Purtroppo la politica si riduce sempre a questione di coercizione fisica. Per milleni è andata così.
Negli ultimi secoli, i più fortunati della storia sotto questo aspetto, si è scoperto, e soprattutto teorizzato, il valore della libertà individuale, e di una politica, che invece di essere coercizione si propone come discussione.
Insomma, alla sparatoria si è tentato di sostituire il discorso pubblico a più voci.
Al riguardo, parlamenti, economie di mercato, società civile, sono i fattori e gli strumenti (al tempo stesso) di una società libera basata sulla discussione pubblica.
Un buon politico moderno non dovrebbe mai sposare la causa della ragione assoluta. Sintetizzando il concetto: “Noi abbiamo ragione, tutti gli altri torto”.
Anche perché, rifiutando di ricorrere alla sola forza del convincimento o comunque della discussione con chiunque non la pensi come “noi”, si rischia fortemente di avviarsi verso la strada minata della coercizione pura e semplice.

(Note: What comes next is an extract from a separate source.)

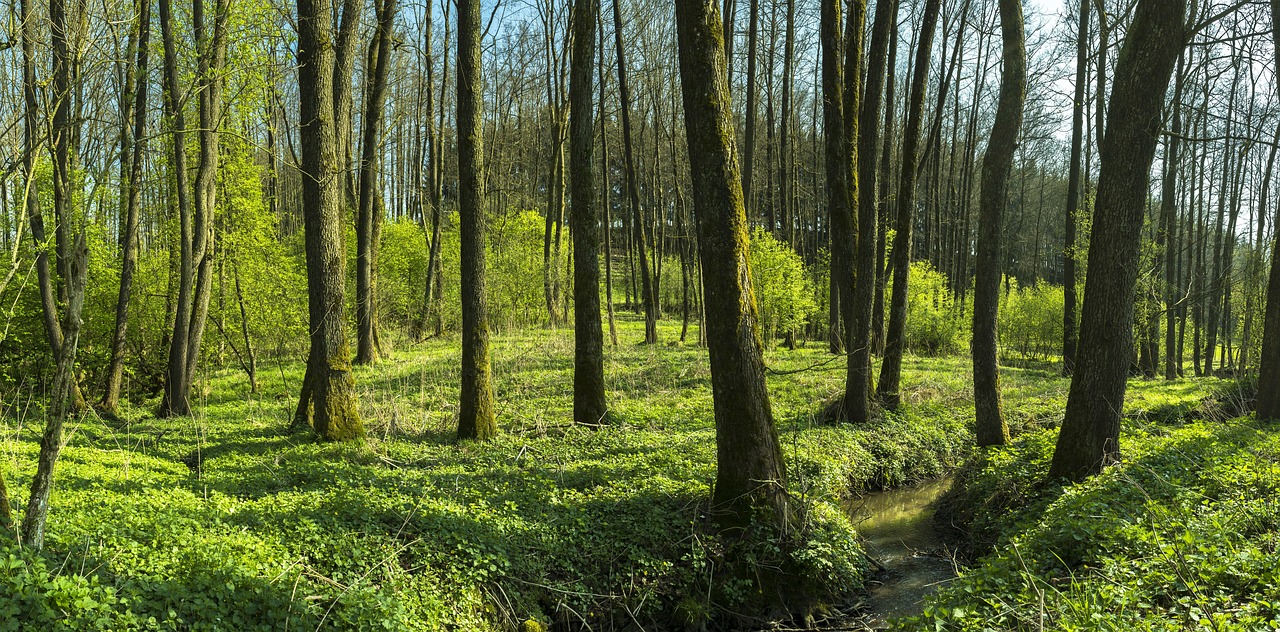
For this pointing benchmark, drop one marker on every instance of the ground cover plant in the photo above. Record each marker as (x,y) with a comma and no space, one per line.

È verissimo che la politica è decisione. Però, modernamente parlando, la decisione deve essere preceduta dalla discussione. Anche perché si rischia di non essere capiti dagli elettori, o comunque dai cittadini, ai quali per anni è stata magnificata l’importanza del discorso pubblico, del voto, eccetera, eccetera.
Favorendo, tra l’altro, il gioco dei nemici del sistema politico moderno.
Sono considerazioni che nascono da una semplice osservazione: se il prossimo Natale sarà un nuovo “Natale di guerra”, il secondo in due anni, la gente, stanca, di una politica della coercizione, potrebbe essere tentata dalla la strada della protesta. Della “voice”, per dirla in sociologhese.
Già in questi giorni, e non solo in Italia, reagendo alle sole voci di un nuovo possibile giro di vite alcune persone sono scese in piazza.
Per quale ragione abbiamo parlato di Natale di guerra?
Perché la coercizione che in questi due anni ha impedito la libera circolazione di uomini e beni, è stata giustificata con la guerra al virus. Di qui, una serie di misure restrittive, come quando si entra in guerra (qui, si pensi solo coprifuoco), che ha minato la vita morale e materiale di milioni di persone.
Da ultimo, e la cosa sembra ora assumere l’aspetto di una vera e propria persecuzione, l’atteggiamento di chiusura verso coloro che non nutrono fiducia nel vaccino e temono le conseguenze illiberali racchiuse nell’ideologia proibizionista del “Green Pass”.
Ora, addirittura si parla di “Super Green Pass”, minacciando gravi ritorsioni nei riguardi di coloro che rifiutano di vaccinarsi.
Come si diceva all’inizio, alla fin fine la politica rischia sempre di ridursi a pura e semplice coercizione.
Non potendo convincere tutti – perché tra l’altro il dissenso fa parte della natura sociale dell’uomo – si rischia sempre di sposare, quanto più si ritenga una situazione eccezionale (come una guerra ad esempio), la logica di tipo imperativo: “Si deve fare questo, perché si deve fare questo”.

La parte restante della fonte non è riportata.